Lana Tatour is a Lecturer in Development at the School of Social Sciences, UNSW Sydney. She works on settler colonialism, indigeneity, race, citizenship, human rights, and the Middle East with a focus on Palestine and Israel. Prior to joining the School of Social Sciences, she was a Postdoctoral Fellow at the Center for Palestine Studies at Columbia University, and held visiting fellowships at the Palestinian-American Research Center, the Australian Human Rights Centre, UNSW Faculty of Law and UNSW School of Social Sciences. She is on the board of The Australian Journal of Human Rights. She is currently working on her manuscript Ambivalent Resistance: Palestinians in Israel and the Liberal Politics of Settler Colonialism and Human Rights, and on an edited volume together with Dr Ronit Lentin on Race and the Question of Palestine.

Nadi Abusaada

Al-Shabaka Nadi Abusaada

Nadi Abusaada is an architect, urbanist and a historian. He is currently an Aga Khan Postdoctoral Fellow at the Massachusetts Institute of Technology (MIT) in the United States.

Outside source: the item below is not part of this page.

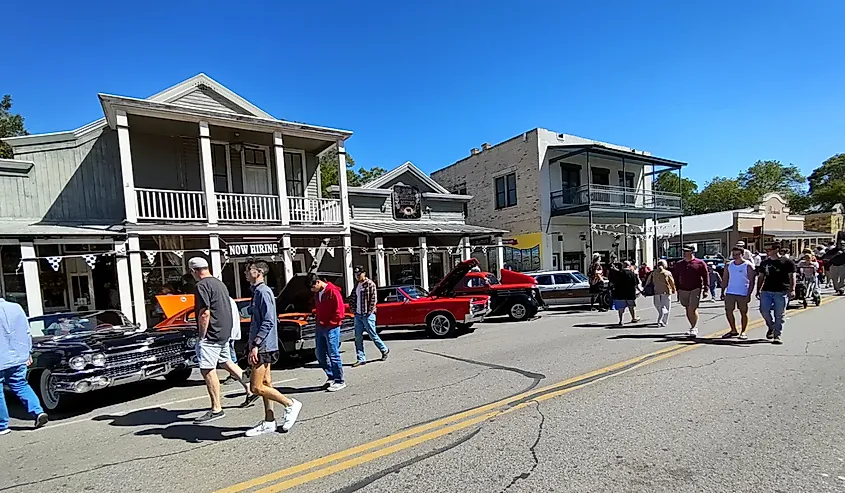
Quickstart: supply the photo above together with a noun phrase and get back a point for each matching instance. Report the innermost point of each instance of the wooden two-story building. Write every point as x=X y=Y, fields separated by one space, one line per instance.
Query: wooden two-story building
x=107 y=215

Nadi’s PhD at the University of Cambridge examined the history of urban planning and urban governance in late Ottoman and Mandate Palestine. Nadi is also the co-founder of Arab Urbanism, a global network dedicated to historical and contemporary urban issues in the Arab region. His writings have been featured in a number of international publications including The Architectural Review, The International Journal of Islamic Architecture, and the Jerusalem Quarterly among others.